One of the greatest privileges about being a marriage and family therapist is getting to work with an array of people, backgrounds, genders, and various populations. While some issues may be similar, no two clients are the same. Pain is pain. When someone comes to therapy to work through their pain and grief, tears freely fall regardless of their socioeconomic status or zip code. We all hurt and we all need help.All grief is valid. My grief will look different from your grief, but “we all deserve to be heard in our grief, no matter what that grief may be.” Problems arise when we begin talking ourselves into believing that our pain is not as important as someone else’s. “Grief is as individual as love.” Sometimes, however, society can cause us to feel bad for feeling bad. Many people are uncomfortable with sadness and grief. They want happiness and smiles. So, instead of feeling held and comforted, we can feel shamed and guilt in our pain.Numerous times, clients want me to ‘fix’ them by removing their pain and grief. If only there was a magic wand to wave it all away! However, the only way to work through pain is to walk in it.  “Words of comfort that try to erase pain are not a comfort. When you try to take someone’s pain away from them, you don’t make it better…To feel truly comforted by someone, you need to feel heard in your pain. It seems counterintuitive, but true comfort in grief is in acknowledging the pain, not in trying to make it go away.” There is nothing wrong with feeling grief nor does sadness mean something is broken that needs mending. It is a healthy response to love and loss. “It means something important to you has been lost, and you have to identify what it is.”If you or someone you know is suffering and dealing with grief, let me encourage you to:

  1. Find a trusted friend who allows you to sit in your grief without feeling like you need to be fixed. Do you feel more love and kindness to yourself after seeing this friend, or stressed, unheard and worse in your pain after the visit?

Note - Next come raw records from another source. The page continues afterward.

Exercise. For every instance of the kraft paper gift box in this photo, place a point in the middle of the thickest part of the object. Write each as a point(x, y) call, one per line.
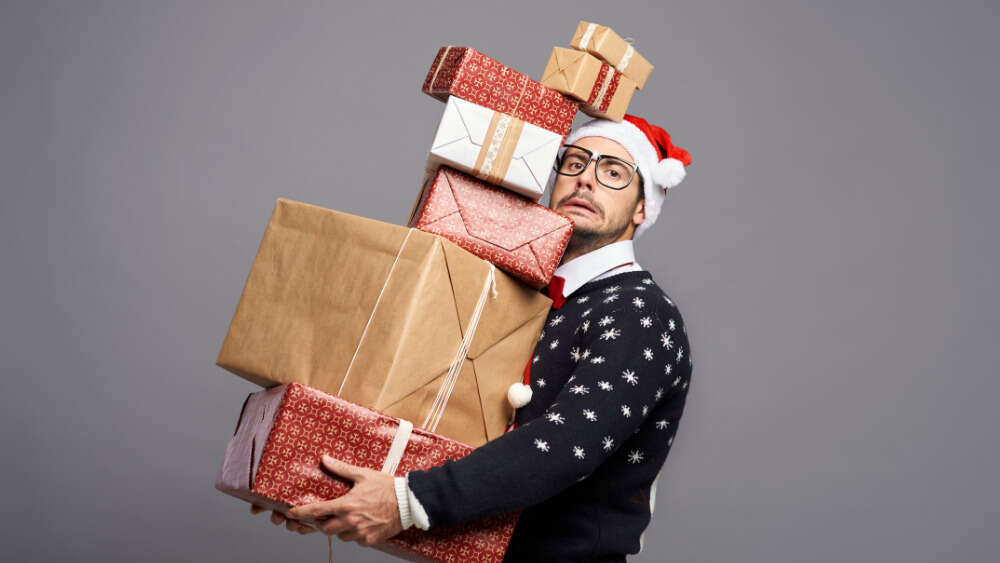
point(523, 238)
point(602, 42)
point(604, 91)
point(469, 74)
point(273, 460)
point(396, 319)
point(495, 147)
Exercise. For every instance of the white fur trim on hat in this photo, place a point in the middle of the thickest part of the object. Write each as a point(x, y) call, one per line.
point(657, 175)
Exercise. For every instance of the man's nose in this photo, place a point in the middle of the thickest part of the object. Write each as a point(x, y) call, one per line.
point(588, 178)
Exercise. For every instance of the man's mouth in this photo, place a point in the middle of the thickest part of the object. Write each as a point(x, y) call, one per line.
point(577, 204)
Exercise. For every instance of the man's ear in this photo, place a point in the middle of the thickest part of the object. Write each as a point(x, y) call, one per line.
point(639, 215)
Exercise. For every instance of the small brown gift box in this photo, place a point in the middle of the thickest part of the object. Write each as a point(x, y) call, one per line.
point(395, 319)
point(604, 91)
point(602, 42)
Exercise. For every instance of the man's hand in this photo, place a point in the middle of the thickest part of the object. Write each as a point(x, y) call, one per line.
point(277, 518)
point(368, 514)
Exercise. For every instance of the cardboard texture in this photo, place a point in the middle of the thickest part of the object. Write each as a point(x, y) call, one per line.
point(273, 460)
point(495, 147)
point(376, 314)
point(469, 74)
point(602, 42)
point(523, 238)
point(604, 91)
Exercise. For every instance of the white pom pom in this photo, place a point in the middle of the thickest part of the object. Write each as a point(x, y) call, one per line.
point(668, 172)
point(519, 395)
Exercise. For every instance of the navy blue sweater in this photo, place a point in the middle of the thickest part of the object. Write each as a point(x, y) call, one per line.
point(610, 377)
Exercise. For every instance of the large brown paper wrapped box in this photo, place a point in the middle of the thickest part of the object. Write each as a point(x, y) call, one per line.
point(376, 314)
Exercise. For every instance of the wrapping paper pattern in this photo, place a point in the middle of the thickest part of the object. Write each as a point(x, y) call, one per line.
point(519, 236)
point(309, 423)
point(469, 74)
point(495, 147)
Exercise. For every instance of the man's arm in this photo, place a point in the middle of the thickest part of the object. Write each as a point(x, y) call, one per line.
point(608, 396)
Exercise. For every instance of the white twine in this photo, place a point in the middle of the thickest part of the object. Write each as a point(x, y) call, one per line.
point(372, 315)
point(398, 446)
point(587, 34)
point(444, 393)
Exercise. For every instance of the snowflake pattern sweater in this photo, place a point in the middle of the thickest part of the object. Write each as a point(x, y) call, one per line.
point(609, 377)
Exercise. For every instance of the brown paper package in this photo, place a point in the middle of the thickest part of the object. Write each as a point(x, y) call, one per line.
point(314, 285)
point(608, 46)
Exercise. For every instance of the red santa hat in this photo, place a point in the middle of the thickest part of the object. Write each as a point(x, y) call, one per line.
point(660, 163)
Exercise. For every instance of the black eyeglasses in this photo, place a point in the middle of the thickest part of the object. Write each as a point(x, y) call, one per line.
point(610, 171)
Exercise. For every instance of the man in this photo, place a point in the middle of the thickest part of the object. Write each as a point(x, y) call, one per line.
point(608, 381)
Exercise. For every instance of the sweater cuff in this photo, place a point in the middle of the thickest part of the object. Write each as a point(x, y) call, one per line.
point(403, 501)
point(417, 513)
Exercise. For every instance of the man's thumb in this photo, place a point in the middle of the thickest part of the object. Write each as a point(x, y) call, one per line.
point(342, 468)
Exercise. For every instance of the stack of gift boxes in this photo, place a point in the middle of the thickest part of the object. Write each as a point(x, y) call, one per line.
point(395, 348)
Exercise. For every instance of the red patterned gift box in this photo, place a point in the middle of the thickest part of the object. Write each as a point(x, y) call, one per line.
point(468, 74)
point(517, 235)
point(273, 460)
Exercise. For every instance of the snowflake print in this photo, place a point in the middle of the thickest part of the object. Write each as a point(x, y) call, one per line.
point(629, 376)
point(667, 342)
point(611, 334)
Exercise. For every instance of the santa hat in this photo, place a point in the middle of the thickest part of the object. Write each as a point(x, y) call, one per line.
point(660, 163)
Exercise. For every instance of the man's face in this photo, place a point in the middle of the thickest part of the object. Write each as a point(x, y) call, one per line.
point(599, 213)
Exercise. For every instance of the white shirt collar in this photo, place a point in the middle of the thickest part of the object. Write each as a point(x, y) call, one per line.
point(593, 264)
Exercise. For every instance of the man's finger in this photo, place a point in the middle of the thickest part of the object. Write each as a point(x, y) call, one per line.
point(343, 469)
point(317, 510)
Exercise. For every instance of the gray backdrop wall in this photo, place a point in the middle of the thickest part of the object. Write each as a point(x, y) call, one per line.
point(833, 250)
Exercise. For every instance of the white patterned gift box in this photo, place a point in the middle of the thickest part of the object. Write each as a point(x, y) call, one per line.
point(495, 147)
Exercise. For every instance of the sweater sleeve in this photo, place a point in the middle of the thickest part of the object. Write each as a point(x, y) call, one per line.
point(631, 360)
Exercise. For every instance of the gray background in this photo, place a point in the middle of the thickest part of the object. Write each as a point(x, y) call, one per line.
point(830, 249)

  2. Find a therapist who will work with you on reducing the suffering. There is a difference between pain and suffering. The goal is to reduce the suffering.

  3. Check in with yourself. Note how you feel during different times of the day and under what circumstances. Note when you feel the tiniest bit more peace of being or calm.

  4. Remember your grief is not a test of love; it’s an experiment in love. It’s an experimental faith, experimental relationship with yourself, with this life, with grief, with pain, with love, with suffering—it’s all an experiment. It’s not a test. You can’t fail. You haven’t failed!

 Adapted from “It’s OK That You’re NOT OK; Meeting Grief and Loss in a Culture That Doesn’t Understand.” by Megan Devine.